Utah App.: Lewdness and distribution of pornography are separate offenses with different elements
Utah v. Coble, No. 20080866, 2010 WL 1617482 (Utah App. April 22, 2010)
Lewdness and distribution of pornography are separate offenses with different elements.
Frank C. Coble was “charged with distributing pornographic material under Utah Code section 76-10-1204 when he transmitted a live web camera image of himself masturbating to another individual in a private chat room on the internet.” The district court found that while Coble’s “alleged act . . . may come within the definition of distributing pornographic material for purposes of [the statute],” it was also the case that his act “comes within the definition of lewdness for purposes of Utah Code 76-9-702.” The court therefore ruled that “the felony pornography distribution charge was barred by the doctrine enunciated in State v. Shondel, 22 Utah 2d 343, 453 P.2d 146 (1969), limiting the prosecution of a defendant to the less serious of two crimes with identical elements (the Shondel doctrine).”

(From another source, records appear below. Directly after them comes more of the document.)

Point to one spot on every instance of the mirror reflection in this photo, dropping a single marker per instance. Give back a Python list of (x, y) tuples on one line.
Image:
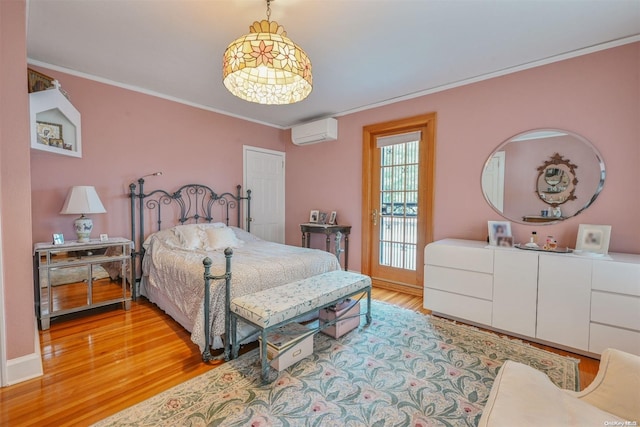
[(543, 176)]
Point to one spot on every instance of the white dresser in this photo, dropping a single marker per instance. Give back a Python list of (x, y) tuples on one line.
[(583, 304)]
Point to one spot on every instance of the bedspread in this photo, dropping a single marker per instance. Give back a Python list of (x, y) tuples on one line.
[(177, 272)]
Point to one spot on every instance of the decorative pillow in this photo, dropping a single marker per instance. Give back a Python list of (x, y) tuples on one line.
[(190, 235), (244, 235), (221, 238)]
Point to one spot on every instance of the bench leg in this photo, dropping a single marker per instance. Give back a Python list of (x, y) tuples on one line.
[(233, 339), (369, 306), (263, 357)]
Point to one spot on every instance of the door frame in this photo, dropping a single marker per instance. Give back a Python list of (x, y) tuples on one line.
[(282, 155), (427, 124)]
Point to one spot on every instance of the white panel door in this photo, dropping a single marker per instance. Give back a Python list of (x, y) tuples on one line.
[(264, 176)]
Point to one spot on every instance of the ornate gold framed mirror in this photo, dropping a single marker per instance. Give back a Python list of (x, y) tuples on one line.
[(543, 176)]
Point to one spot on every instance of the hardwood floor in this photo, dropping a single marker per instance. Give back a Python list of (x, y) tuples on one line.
[(98, 364)]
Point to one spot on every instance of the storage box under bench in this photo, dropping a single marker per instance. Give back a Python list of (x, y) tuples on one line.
[(281, 342), (350, 309)]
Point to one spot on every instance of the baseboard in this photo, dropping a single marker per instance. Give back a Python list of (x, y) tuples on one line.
[(25, 367), (405, 289)]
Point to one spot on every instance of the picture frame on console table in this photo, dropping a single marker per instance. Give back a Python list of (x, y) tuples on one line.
[(593, 239), (499, 230)]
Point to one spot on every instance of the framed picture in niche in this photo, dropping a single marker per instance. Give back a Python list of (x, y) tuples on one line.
[(49, 134)]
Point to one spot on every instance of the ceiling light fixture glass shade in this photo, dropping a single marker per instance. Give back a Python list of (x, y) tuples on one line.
[(266, 67)]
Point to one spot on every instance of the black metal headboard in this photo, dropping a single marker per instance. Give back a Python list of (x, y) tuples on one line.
[(195, 203)]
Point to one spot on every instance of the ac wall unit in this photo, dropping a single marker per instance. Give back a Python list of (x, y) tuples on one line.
[(314, 132)]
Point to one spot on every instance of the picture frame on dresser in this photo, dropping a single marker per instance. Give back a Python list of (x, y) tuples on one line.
[(499, 230), (332, 218), (593, 239)]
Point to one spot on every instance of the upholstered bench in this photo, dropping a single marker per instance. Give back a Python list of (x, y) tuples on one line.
[(275, 307)]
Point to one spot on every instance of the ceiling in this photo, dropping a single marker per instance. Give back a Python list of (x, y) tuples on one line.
[(364, 53)]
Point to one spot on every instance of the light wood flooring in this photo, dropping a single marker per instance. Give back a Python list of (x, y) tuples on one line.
[(96, 365)]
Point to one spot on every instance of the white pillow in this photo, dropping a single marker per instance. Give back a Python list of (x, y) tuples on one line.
[(221, 238), (191, 235)]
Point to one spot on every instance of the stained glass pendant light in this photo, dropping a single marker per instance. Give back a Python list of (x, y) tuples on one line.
[(266, 67)]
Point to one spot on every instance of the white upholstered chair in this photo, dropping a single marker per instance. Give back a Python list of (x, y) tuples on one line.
[(524, 396)]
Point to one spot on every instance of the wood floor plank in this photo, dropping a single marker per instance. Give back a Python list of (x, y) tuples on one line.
[(96, 364)]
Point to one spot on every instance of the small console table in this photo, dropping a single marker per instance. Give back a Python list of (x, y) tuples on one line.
[(327, 230)]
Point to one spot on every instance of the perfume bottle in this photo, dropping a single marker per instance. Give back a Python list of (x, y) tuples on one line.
[(533, 240)]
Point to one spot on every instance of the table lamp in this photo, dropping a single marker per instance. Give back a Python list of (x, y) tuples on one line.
[(83, 200)]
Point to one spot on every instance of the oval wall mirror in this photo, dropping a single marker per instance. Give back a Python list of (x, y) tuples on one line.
[(543, 176)]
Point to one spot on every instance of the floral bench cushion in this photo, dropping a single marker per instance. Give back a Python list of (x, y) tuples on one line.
[(282, 303)]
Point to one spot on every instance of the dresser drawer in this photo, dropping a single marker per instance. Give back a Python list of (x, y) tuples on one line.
[(615, 310), (619, 277), (470, 283), (463, 256), (603, 337), (459, 306)]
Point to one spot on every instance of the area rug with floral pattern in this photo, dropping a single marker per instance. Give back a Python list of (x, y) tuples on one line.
[(404, 369)]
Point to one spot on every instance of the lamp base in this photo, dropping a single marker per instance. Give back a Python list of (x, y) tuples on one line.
[(84, 226)]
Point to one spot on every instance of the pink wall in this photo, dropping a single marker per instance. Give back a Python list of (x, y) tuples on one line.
[(15, 200), (596, 96), (126, 135)]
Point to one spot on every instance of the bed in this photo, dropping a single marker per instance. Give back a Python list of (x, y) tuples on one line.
[(199, 226)]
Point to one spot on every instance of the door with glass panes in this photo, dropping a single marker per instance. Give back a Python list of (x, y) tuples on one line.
[(398, 201)]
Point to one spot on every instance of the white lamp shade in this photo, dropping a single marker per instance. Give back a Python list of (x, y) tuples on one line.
[(82, 199)]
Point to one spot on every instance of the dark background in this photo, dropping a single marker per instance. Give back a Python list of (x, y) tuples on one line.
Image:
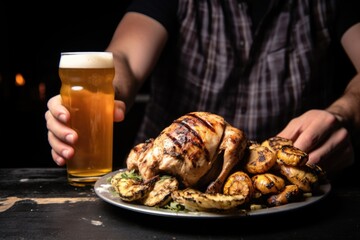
[(31, 39)]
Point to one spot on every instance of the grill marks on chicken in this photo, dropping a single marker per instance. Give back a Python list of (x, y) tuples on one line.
[(205, 157), (199, 148)]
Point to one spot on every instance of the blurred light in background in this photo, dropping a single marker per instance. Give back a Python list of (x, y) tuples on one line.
[(19, 80)]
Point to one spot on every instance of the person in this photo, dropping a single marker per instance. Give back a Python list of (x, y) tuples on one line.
[(268, 67)]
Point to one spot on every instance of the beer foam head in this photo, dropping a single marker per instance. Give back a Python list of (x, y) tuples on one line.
[(86, 60)]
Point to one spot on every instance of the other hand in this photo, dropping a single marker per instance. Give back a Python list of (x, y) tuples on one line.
[(321, 135)]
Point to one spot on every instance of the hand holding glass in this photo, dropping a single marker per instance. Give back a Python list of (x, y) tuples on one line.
[(87, 92)]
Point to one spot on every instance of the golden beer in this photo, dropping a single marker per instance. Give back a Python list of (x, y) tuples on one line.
[(87, 92)]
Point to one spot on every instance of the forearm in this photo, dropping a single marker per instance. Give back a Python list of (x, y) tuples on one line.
[(125, 83)]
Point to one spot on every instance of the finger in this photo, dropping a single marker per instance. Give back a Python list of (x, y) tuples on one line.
[(317, 132), (57, 109), (60, 151), (61, 131), (328, 153)]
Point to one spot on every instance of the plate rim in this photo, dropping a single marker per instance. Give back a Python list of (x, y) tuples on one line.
[(103, 190)]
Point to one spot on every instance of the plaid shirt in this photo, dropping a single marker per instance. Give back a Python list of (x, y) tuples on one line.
[(257, 80)]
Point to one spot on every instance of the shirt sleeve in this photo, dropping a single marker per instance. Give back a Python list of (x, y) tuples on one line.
[(348, 15), (163, 11)]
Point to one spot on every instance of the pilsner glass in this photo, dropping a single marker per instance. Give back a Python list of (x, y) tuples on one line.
[(87, 92)]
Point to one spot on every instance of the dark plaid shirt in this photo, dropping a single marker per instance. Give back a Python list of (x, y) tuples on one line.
[(256, 78)]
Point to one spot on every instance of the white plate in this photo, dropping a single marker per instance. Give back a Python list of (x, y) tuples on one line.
[(106, 192)]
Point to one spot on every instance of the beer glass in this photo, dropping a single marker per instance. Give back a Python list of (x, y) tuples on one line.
[(87, 92)]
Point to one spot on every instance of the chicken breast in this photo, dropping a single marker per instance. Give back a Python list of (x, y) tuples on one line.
[(199, 148)]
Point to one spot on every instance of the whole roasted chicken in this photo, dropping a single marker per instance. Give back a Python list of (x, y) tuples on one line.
[(200, 149)]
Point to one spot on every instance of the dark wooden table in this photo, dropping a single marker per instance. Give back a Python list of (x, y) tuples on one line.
[(38, 203)]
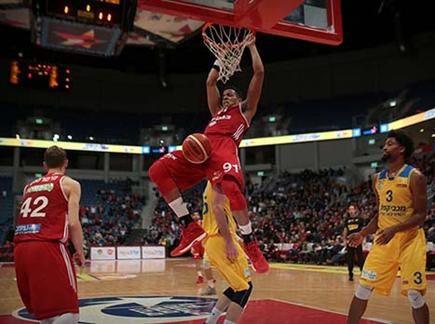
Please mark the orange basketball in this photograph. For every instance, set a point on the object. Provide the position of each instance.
(196, 148)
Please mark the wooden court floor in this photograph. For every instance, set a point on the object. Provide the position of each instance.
(319, 288)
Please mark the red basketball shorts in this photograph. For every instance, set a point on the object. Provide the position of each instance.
(223, 162)
(46, 278)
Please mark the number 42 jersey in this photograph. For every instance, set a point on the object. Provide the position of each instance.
(44, 211)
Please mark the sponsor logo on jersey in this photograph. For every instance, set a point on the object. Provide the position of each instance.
(139, 309)
(369, 275)
(45, 187)
(27, 229)
(380, 184)
(214, 120)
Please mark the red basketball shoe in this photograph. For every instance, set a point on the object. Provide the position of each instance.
(258, 261)
(190, 235)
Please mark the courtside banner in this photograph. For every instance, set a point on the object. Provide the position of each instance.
(103, 253)
(153, 252)
(128, 252)
(103, 266)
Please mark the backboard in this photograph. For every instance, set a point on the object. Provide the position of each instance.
(311, 20)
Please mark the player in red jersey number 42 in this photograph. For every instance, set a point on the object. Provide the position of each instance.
(49, 216)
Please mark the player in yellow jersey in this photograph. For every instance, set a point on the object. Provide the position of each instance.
(225, 253)
(399, 239)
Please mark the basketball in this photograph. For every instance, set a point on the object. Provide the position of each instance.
(196, 148)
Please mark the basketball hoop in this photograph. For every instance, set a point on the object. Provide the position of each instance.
(227, 45)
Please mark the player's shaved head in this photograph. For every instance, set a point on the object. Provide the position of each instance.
(54, 157)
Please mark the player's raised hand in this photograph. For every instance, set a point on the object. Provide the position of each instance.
(251, 40)
(231, 250)
(355, 239)
(79, 259)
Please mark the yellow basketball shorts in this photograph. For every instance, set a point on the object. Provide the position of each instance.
(406, 251)
(237, 273)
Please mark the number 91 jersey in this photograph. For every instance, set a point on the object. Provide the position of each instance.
(44, 211)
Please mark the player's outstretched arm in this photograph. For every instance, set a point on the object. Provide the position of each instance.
(73, 190)
(213, 95)
(256, 84)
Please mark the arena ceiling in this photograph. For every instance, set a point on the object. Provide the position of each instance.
(164, 39)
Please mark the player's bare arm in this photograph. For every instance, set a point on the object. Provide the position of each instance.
(356, 239)
(73, 191)
(256, 85)
(213, 95)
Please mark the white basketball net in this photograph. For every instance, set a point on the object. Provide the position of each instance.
(227, 44)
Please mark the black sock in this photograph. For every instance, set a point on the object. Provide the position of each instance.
(185, 220)
(248, 238)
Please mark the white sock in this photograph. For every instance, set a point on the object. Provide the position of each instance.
(179, 207)
(214, 316)
(67, 318)
(246, 229)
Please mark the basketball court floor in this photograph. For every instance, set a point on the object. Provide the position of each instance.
(164, 291)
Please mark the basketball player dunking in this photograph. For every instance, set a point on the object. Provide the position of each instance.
(399, 239)
(173, 173)
(49, 216)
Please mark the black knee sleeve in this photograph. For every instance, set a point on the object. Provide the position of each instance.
(229, 292)
(241, 297)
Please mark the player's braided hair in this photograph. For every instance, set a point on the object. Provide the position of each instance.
(404, 140)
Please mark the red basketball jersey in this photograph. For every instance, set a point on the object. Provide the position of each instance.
(44, 211)
(228, 122)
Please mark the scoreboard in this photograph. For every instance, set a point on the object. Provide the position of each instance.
(40, 75)
(89, 27)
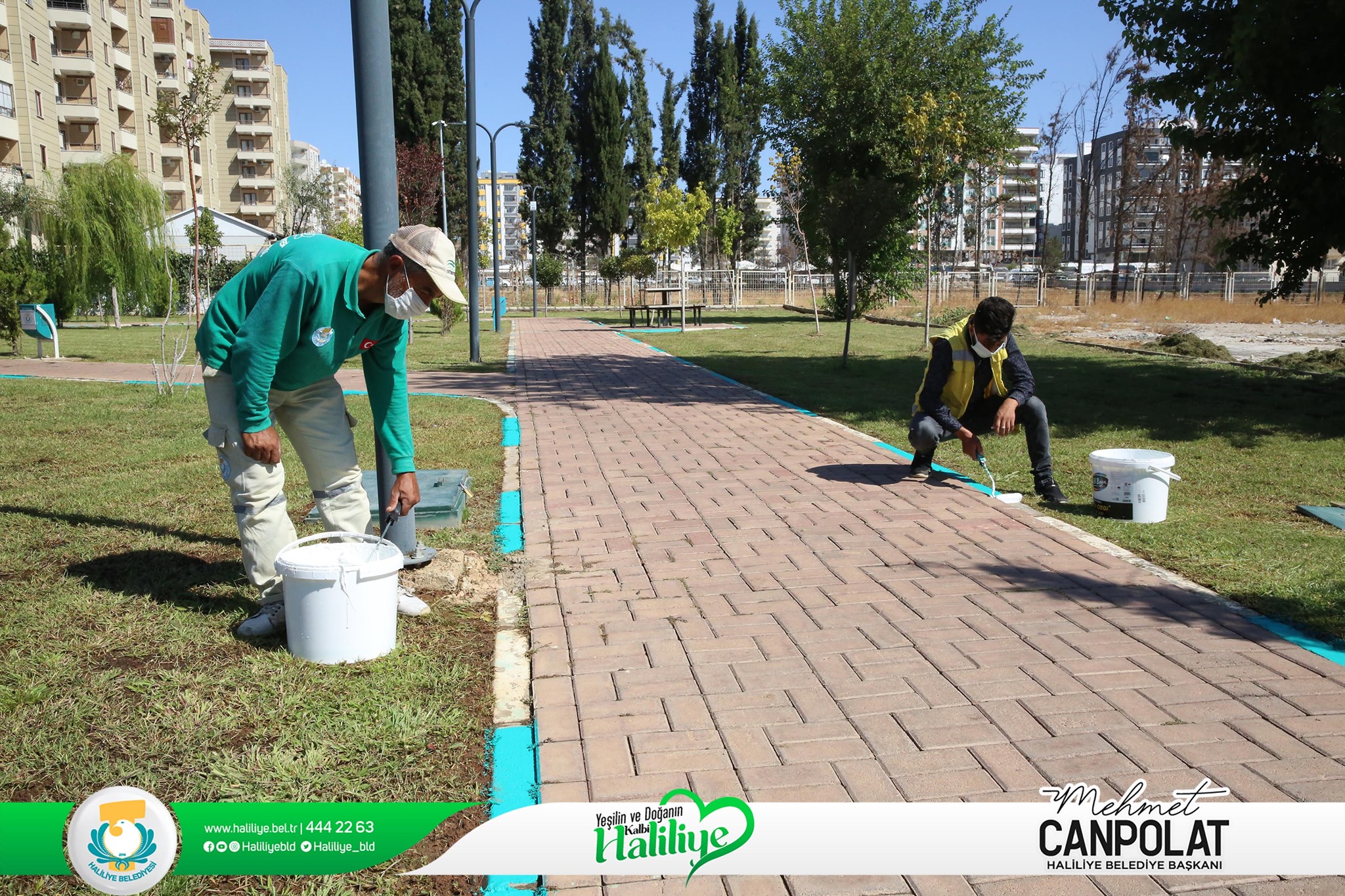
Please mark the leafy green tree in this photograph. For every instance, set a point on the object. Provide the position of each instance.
(550, 273)
(185, 116)
(105, 234)
(349, 228)
(546, 159)
(847, 77)
(1258, 82)
(670, 129)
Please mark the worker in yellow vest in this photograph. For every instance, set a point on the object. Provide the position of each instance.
(978, 382)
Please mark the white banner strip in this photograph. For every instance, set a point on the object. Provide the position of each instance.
(1074, 833)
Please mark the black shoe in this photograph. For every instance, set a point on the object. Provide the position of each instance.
(1051, 492)
(921, 465)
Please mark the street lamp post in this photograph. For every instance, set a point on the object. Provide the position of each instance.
(531, 236)
(495, 210)
(474, 237)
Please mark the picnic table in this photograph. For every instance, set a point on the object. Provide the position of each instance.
(661, 313)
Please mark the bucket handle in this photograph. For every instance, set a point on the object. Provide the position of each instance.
(361, 536)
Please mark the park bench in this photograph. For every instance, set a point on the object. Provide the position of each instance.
(661, 313)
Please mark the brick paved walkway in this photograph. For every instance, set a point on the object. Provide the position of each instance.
(739, 598)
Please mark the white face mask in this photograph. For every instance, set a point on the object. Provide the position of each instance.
(981, 350)
(404, 307)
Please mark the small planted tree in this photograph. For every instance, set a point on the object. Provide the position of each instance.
(183, 116)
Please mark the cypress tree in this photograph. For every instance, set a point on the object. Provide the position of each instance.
(640, 172)
(670, 131)
(445, 33)
(546, 159)
(418, 73)
(580, 65)
(701, 160)
(606, 164)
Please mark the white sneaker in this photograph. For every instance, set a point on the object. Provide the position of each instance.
(265, 622)
(409, 605)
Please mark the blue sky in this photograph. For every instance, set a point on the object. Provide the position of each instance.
(1066, 38)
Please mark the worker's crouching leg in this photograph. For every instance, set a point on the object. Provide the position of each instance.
(319, 427)
(256, 490)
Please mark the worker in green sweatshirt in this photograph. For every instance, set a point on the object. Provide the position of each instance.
(271, 345)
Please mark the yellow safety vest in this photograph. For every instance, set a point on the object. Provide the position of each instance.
(957, 391)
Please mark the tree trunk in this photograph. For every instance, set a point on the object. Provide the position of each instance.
(849, 309)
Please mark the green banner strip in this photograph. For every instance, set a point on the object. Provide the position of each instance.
(33, 839)
(241, 839)
(300, 839)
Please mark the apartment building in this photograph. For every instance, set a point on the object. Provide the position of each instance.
(509, 195)
(1006, 200)
(346, 196)
(79, 78)
(250, 132)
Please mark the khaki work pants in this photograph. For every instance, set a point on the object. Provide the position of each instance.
(319, 427)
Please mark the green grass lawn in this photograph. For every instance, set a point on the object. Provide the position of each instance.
(120, 584)
(139, 344)
(1250, 445)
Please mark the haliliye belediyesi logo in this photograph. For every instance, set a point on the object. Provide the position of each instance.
(676, 829)
(121, 840)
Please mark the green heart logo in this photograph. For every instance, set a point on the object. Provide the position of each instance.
(707, 809)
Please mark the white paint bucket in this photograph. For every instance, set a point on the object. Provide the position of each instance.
(1132, 484)
(341, 598)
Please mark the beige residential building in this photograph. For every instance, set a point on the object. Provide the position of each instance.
(79, 79)
(250, 132)
(346, 203)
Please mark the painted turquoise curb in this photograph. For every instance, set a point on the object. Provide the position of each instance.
(514, 784)
(1282, 629)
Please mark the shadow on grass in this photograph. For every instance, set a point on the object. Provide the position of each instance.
(167, 576)
(112, 523)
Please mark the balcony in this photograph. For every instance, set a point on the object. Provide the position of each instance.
(73, 62)
(77, 109)
(69, 14)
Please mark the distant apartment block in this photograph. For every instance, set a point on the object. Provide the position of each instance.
(79, 79)
(250, 132)
(513, 227)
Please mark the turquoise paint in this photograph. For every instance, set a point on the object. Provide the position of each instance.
(512, 508)
(509, 538)
(514, 784)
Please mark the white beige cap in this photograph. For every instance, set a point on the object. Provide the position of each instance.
(432, 250)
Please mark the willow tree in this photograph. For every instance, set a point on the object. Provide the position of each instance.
(105, 233)
(183, 116)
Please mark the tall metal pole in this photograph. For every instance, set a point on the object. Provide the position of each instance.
(474, 237)
(443, 174)
(378, 184)
(531, 233)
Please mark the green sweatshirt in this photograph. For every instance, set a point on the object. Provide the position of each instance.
(291, 317)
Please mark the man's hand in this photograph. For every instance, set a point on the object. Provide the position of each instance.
(1006, 418)
(970, 444)
(263, 446)
(405, 494)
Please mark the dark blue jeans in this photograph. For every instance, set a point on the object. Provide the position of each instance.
(926, 431)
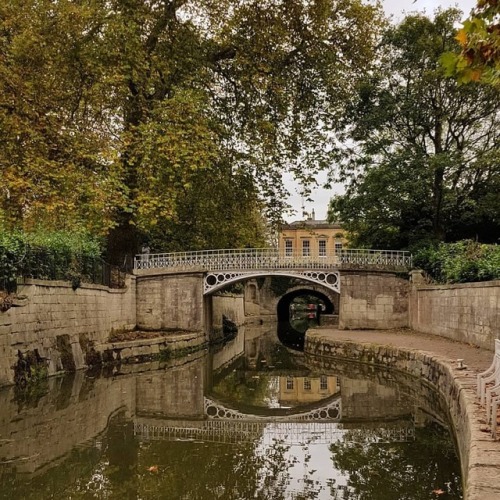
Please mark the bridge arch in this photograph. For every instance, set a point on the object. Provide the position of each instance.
(214, 280)
(282, 307)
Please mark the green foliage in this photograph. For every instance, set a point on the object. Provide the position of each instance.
(423, 155)
(460, 262)
(47, 255)
(140, 103)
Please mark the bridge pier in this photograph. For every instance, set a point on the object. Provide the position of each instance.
(171, 300)
(373, 300)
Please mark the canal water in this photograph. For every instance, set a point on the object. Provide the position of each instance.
(252, 419)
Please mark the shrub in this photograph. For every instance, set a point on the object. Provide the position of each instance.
(46, 255)
(460, 262)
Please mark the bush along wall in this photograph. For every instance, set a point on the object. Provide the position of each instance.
(460, 262)
(74, 257)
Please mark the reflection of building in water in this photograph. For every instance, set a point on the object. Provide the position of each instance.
(293, 390)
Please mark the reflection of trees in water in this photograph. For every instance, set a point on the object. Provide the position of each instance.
(400, 471)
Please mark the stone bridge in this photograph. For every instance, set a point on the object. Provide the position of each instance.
(174, 289)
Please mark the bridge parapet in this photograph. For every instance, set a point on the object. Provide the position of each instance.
(244, 259)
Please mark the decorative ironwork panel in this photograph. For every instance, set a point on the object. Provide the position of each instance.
(273, 259)
(215, 280)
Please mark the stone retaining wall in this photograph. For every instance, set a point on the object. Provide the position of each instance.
(468, 312)
(229, 305)
(54, 321)
(373, 300)
(479, 458)
(172, 300)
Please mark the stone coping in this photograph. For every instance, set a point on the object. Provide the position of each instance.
(479, 453)
(67, 284)
(454, 286)
(163, 340)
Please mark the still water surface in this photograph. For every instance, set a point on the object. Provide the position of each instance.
(250, 420)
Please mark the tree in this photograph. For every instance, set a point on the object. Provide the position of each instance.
(174, 88)
(57, 166)
(422, 154)
(479, 39)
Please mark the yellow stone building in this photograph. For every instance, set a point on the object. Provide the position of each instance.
(311, 238)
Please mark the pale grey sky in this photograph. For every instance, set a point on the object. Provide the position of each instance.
(397, 9)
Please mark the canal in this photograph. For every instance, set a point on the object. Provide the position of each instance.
(250, 419)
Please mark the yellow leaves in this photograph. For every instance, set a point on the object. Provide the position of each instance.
(476, 75)
(461, 37)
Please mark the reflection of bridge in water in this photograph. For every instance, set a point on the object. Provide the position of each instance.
(318, 426)
(291, 433)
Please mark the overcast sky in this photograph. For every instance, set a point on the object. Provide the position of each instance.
(397, 9)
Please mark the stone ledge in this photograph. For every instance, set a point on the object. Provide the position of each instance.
(454, 286)
(149, 349)
(479, 454)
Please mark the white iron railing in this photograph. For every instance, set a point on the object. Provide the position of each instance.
(272, 258)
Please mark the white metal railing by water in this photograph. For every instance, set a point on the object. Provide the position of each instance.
(272, 258)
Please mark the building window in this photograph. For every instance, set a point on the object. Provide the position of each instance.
(322, 248)
(306, 248)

On appeal, a panel of the Court of Appeals of Utah reversed the district court, holding that the two crimes (distribution of pornography and lewdness) are not identical. Judge Thorne (joined by McHugh, Davis dissenting) delivered the opinion of the court:
Examining the statutory elements at issue in this case, it is clear that, at the very least, the pornography distribution statute differs from the lewdness statute by requiring the State to prove that the material or performance underlying the charge is pornographic, as opposed to merely lewd. . . . In this case, a lewdness conviction would require only proof that Coble masturbated under circumstances that violated the lewdness statute. While those same circumstances might also establish certain elements of the pornography distribution statute, the State would additionally have to prove that the webcam feed of Coble masturbating was pornographic, i.e., that it appealed to a prurient interest in sex under community standards, was patently offensive, and lacked other value. Accordingly, because the legislature has chosen to define the two offenses differently, the Shondel doctrine is not applicable here and the district court’s order reducing Coble’s charge must be reversed.
Coble also argued in his appellate brief that “his private, noncommercial webcam feed cannot constitute the distribution of pornography,” but the Supreme Court declined to review that issue “because Coble failed to bring them either by way of a cross-appeal or by separate petition for interlocutory appeal.”
This procedural question inspired Judge Davis’ dissent in which he argued that the district court erred, in the first place, in finding that Coble’s act might “come within the definition of the distribution pornography.” According to Davis, a “web camera’s capture of a person masturbating” cannot be “material” within the definition of the relevant statute because, according to the statute’s plain language, “material includes only those items that are tangible, concrete, and can occupy a physical space.” Under that definition of “material,” a live web camera image a live web camera image “is not tangible, nor does it occupy a concrete physical space; in fact, there is no evidence presented by the parties that a live web camera image transferred from one computer to another is stored on the computer’s hard drive or is otherwise retrievable.”